I have often been annoyed by warm introductions. I get why investors insist on them, but it has always struck me as lazy and un-inclusive.
So I was filled with great delight and curiosity when I was introduced to GoAhead Ventures. The firm claims it will hear anyone’s pitch, no matter where in the world you are or what you are building as long as you are a pre-seed or seed company.
The catch? They insist on a video pitch. The upside? They promise to get back to you within a day to let you know if you’re through to a partner meeting. Assuming the (very light) due diligence goes to plan and they like your company, you could have the money in your bank account within a week.
This approach is different enough from most venture outlets that I decided to talk with Clancey Stahr and Phil Brady, both managing partners at the firm, to find out what life is like with the proverbial VC doors thrown wide open. I was also keen to get the inside track on what the firm looks for in investments and what founders can do to stand out.
“When we were getting started, what we were doing was very similar to other VC firms: We were trying to do some thought leadership, do some grassroots marketing around the Stanford campus; that kind of stuff. But it wasn’t until COVID that we started to differentiate and move into our current process,” says Stahr, describing the firm’s journey from 2014. “Phil created and drove that.”

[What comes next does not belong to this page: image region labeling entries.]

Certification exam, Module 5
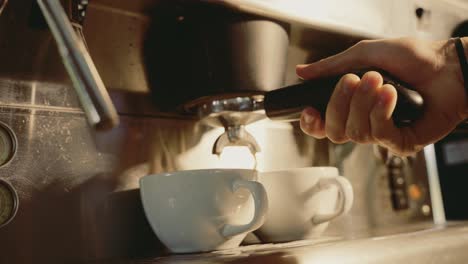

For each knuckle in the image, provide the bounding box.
[345,126,369,143]
[326,127,347,144]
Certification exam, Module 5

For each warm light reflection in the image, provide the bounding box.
[219,146,255,169]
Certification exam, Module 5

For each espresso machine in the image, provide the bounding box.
[0,0,468,263]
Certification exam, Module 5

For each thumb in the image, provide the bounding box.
[296,41,374,80]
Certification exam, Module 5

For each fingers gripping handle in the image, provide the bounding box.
[221,180,268,237]
[312,176,354,225]
[264,70,424,127]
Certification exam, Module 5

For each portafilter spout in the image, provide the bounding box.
[186,95,265,155]
[184,71,424,154]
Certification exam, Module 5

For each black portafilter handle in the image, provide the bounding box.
[264,71,424,127]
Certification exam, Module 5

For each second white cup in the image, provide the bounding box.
[255,167,354,242]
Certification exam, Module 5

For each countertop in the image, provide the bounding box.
[93,222,468,264]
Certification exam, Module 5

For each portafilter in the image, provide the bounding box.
[184,70,424,155]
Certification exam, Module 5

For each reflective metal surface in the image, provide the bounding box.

COVID changed investing for a lot of firms. Gone were the days of in-person meetings and everyone had to deal with days of Zoom-induced chaos. That’s when GoAhead decided to try to rethink its processes.
“We wanted to figure out how to scale [our process] up most effectively. Now, we just have founders submit a video pitch through our platform. It literally takes about five minutes from start to finish; it’s a four-minute elevator pitch. They just fill out some basic information like their name and company name ahead of time. From the moment they submit that pitch, we let them know in three days or less if we want to invite them to a partner meeting or not,” explains Brady, revealing that the firm gets more than 3,000 pitches per year.
The company still maintains its promise of a three-day turnaround. “If we invite them to a partner meeting, we give them a final decision the next day at five o’clock. So the entire process can be done in a week. You could submit a pitch on Monday and you could have money in the bank on Friday, feasibly.”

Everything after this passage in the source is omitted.